Observability has three pillars (plus control plane logging):

1. Metrics -> Container Insights, Prometheus, Datadog, etc.
2. Logging -> CloudWatch, FluentBit, OpenSearch, etc.
3. Tracing -> X-Ray, ADOT, Jaeger, etc.
4. Control Plane -> API server, audit, authenticator logs

Why detect each pillar:

PillarWhy It Matters
MetricsUnderstand resource utilization, HPA scaling decisions, capacity planning
LoggingDebug application issues, audit security events, compliance requirements
TracingDiagnose latency in distributed systems, identify service dependencies
Control PlaneInvestigate API failures, audit access, debug networking issues

Detection Commands

1. Metrics Collection

Start with metrics detection to understand how the cluster tracks resource usage and supports autoscaling. Most clusters have at least one metrics solution.

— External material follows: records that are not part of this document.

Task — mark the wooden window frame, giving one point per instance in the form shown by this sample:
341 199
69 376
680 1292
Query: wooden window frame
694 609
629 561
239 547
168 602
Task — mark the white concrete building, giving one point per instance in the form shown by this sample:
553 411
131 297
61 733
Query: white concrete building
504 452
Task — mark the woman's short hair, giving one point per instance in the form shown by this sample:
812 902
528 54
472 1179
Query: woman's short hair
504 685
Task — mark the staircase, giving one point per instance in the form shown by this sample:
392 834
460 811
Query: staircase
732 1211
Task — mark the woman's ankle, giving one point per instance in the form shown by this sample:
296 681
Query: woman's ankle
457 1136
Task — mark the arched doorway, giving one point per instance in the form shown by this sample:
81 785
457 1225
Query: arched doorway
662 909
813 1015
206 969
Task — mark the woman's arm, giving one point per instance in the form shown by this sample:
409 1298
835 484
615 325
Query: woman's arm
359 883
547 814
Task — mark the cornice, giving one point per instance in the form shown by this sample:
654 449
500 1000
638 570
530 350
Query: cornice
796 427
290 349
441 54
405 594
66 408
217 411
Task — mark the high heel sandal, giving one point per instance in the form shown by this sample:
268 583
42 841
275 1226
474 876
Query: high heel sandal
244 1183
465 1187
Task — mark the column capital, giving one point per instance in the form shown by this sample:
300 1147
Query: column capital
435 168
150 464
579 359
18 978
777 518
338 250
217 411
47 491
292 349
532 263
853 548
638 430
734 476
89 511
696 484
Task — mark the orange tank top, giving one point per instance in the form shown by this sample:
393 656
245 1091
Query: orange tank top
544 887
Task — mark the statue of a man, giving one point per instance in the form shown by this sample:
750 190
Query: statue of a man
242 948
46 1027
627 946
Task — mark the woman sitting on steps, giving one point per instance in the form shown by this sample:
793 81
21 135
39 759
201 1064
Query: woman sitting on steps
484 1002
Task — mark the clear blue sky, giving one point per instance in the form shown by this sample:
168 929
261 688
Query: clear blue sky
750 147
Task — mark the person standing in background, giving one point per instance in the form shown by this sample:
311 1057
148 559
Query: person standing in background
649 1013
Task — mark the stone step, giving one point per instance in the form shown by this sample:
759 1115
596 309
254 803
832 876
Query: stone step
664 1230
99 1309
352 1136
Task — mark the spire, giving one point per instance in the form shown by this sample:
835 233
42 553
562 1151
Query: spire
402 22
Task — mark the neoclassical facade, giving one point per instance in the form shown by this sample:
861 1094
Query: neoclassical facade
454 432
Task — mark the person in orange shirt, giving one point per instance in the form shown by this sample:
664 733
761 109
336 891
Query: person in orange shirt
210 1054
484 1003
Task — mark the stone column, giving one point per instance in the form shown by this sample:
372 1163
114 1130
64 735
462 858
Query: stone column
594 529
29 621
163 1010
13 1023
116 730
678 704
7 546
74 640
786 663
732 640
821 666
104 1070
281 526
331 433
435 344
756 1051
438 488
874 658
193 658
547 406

Container Insights (CloudWatch):

Use Container Insights when you need AWS-native monitoring with automatic CloudWatch integration. This is the simplest option for teams already using AWS observability tools.

MCP:

describe_eks_resource(
resource_type="addon",
cluster_name="<cluster-name>",
resource_name="amazon-cloudwatch-observability"
)

CLI:

# Check for CloudWatch add-on
aws eks describe-addon --cluster-name <cluster-name> \
--addon-name amazon-cloudwatch-observability 2>/dev/null

# Alternative: Check for CloudWatch agent DaemonSet
kubectl get daemonset -n amazon-cloudwatch cloudwatch-agent 2>/dev/null

# Check for Fluent Bit (CloudWatch integration)
kubectl get daemonset -n amazon-cloudwatch fluent-bit 2>/dev/null

Example output (add-on installed):

{
"addon": {
"addonName": "amazon-cloudwatch-observability",
"clusterName": "prod-cluster",
"status": "ACTIVE",
"addonVersion": "v1.5.0-eksbuild.1"
}
}

Example output (not installed):

An error occurred (ResourceNotFoundException) when calling the DescribeAddon operation

Prometheus (Self-Managed):

Use Prometheus when you need flexible metrics collection with PromQL queries, custom recording rules, or Grafana dashboards. Common in teams with existing Prometheus expertise.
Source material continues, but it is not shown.